Deslocados guerra Líbano
Imad, de 55 anos, com uma expressão reflexiva. © Antoni Lallican/Hans Lucas, 2024.

Imad Hachem, de 55 anos, vivia com a mulher, a irmã, o filho e o primo nos subúrbios a Sul de Beirute, no Líbano. No rescaldo do ataque de 27 de Setembro que matou Hassan Nasrallah, antigo secretário-geral do Hezbollah, Imad percebeu que a segurança na zona estava prestes a desaparecer. A família decidiu abandonar os subúrbios e  levaram consigo tudo o que pudesse ser transportado, incluindo documentos de identificação.

 

Se a única forma de recuperar a estabilidade for partir, então partiremos. Mas onde e como, não faço ideia.”

– Imad

 

Embora tenham demorado alguns dias a encontrar colchões e cobertores, Imad explica que só conseguem sobreviver no abrigo de Azarieh graças à distribuição regular de alimentos. No entanto, as condições de vida não deixam de o preocupar, especialmente com a chegada iminente do inverno, da chuva e do frio.

Inquieta-o também a saúde do primo, que tem cancro e está há vários dias sem tratamento. “Recebíamos este tratamento caro do Ministério da Saúde, mas agora não sabemos como aceder a ele”, conta.

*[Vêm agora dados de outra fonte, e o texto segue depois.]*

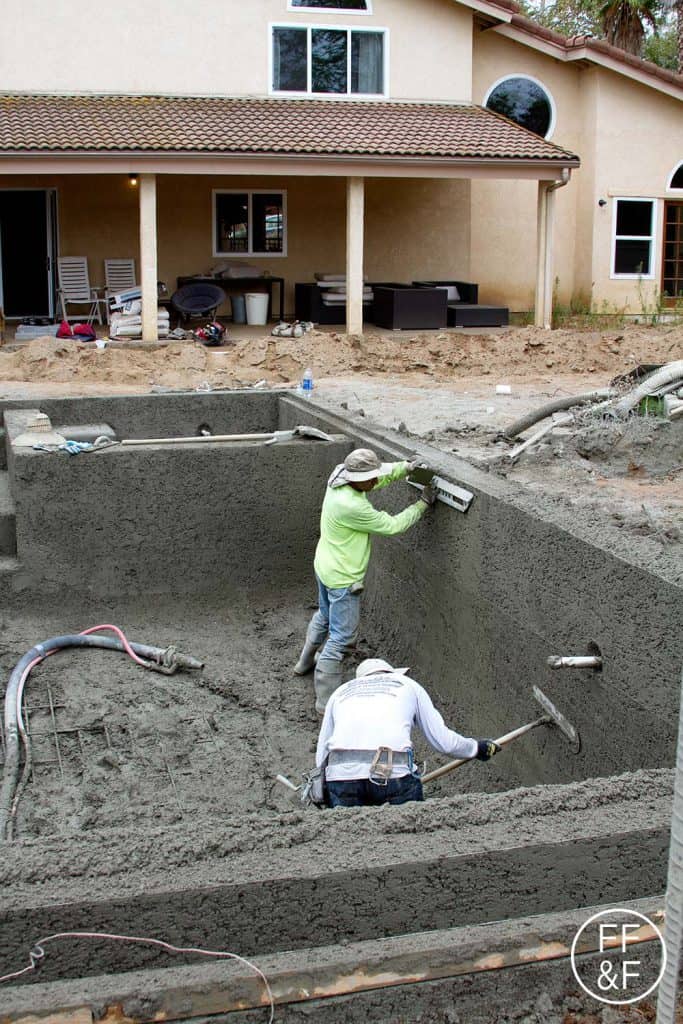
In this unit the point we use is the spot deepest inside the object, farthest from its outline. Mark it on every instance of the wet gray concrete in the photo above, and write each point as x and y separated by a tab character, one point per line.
212	550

Imad visitou o bairro onde vivia alguns dias antes. Viu que a casa de família continuava de pé. Espera poder lá voltar um dia: “não quero sair do Líbano, mas tenho um filho e uma mulher para cuidar. Se a única forma de recuperar a estabilidade for partir, então partiremos. Mas onde e como, não faço ideia.”

 

Ezdihar al Diqar

Deslocados guerra Líbano MSF
Ezdihar al Diqa e a filha Nouraya, de 14 anos. © Antoni Lallican/Hans Lucas, 2024.

Natural de Baalbek, no Leste do Líbano, Ezdihar Al Diqar, 39 anos, vivia com o marido, a filha de 14 anos e o filho de 17 nos subúrbios a Sul de Beirute. Quando os primeiros bombardeamentos atingiram a cidade, a família decidiu inicialmente ficar, esperando que a situação voltasse em breve ao normal. Mas foi na noite de 28 de setembro, por volta das 22h30, enquanto jantavam à mesa, que receberam o alerta de um ataque iminente no bairro e decidiram fugir.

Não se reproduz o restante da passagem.